Actually, the soups at Best Taste aren't served in bowls at all, but rather in individual-portion clay jars. These are prepared according to the traditional Chinese double-boiling method, wherein the soup ingredients are sealed inside the jar, then allowed to slowly simmer inside the big steamer at the front of the restaurant. As a result, each individual portion of soup is kept hot inside of its serving vessel.
Walk in during lunchtime on a chilly day and you'll find just about every customer huddled over one of these steaming vessels. Whether it was a soup made with pork spare ribs and goji berries or another that featured free-range chicken and a starchy knob of ginseng, each of the versions I tried were clean-tasting and loaded with flavor, with a subtle sweetness to the broth from having been infused with sundry Chinese medicinal herbs.
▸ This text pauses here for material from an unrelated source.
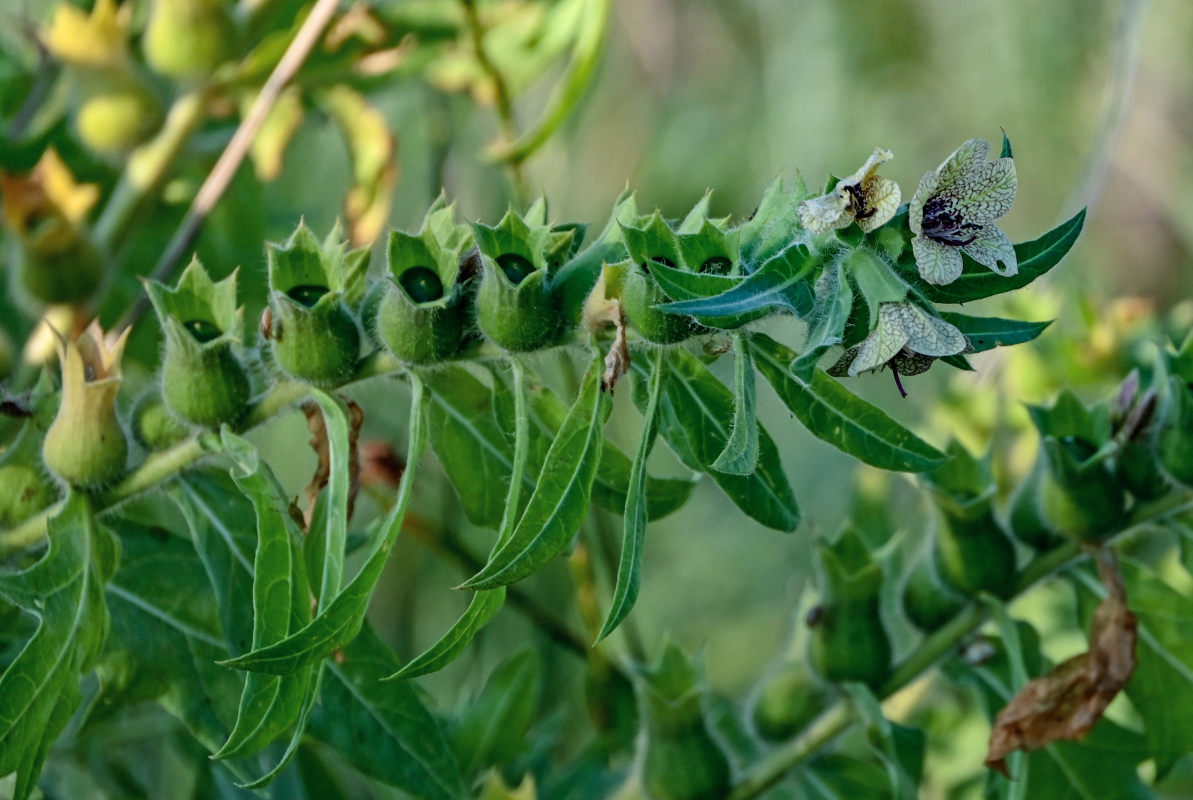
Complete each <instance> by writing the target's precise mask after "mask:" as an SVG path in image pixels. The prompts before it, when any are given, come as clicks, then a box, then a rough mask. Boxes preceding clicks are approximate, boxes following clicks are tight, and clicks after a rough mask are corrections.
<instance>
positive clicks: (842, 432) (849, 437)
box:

The restaurant's other specialty is its claypot rice dishes, and although I've only started exploring that section of the menu, I will offer two pieces of advice: 1) As with the soups, this is a dish that's worth dining in for, as if you order it to go, you'll miss out on the best part — the thin layer of toasty, crunchy rice that forms on the bottom of the pot while you eat. 2) Steer clear of the "Chinese Preserved Meat with Vegetable" claypot, which is loaded with frozen-vegetable nonsense and little meat. Opt instead for the "Chinese Preserved Meat" without the vegetables, which does actually come with some Chinese greens, plus a generous helping of assorted fatty, salty sausages.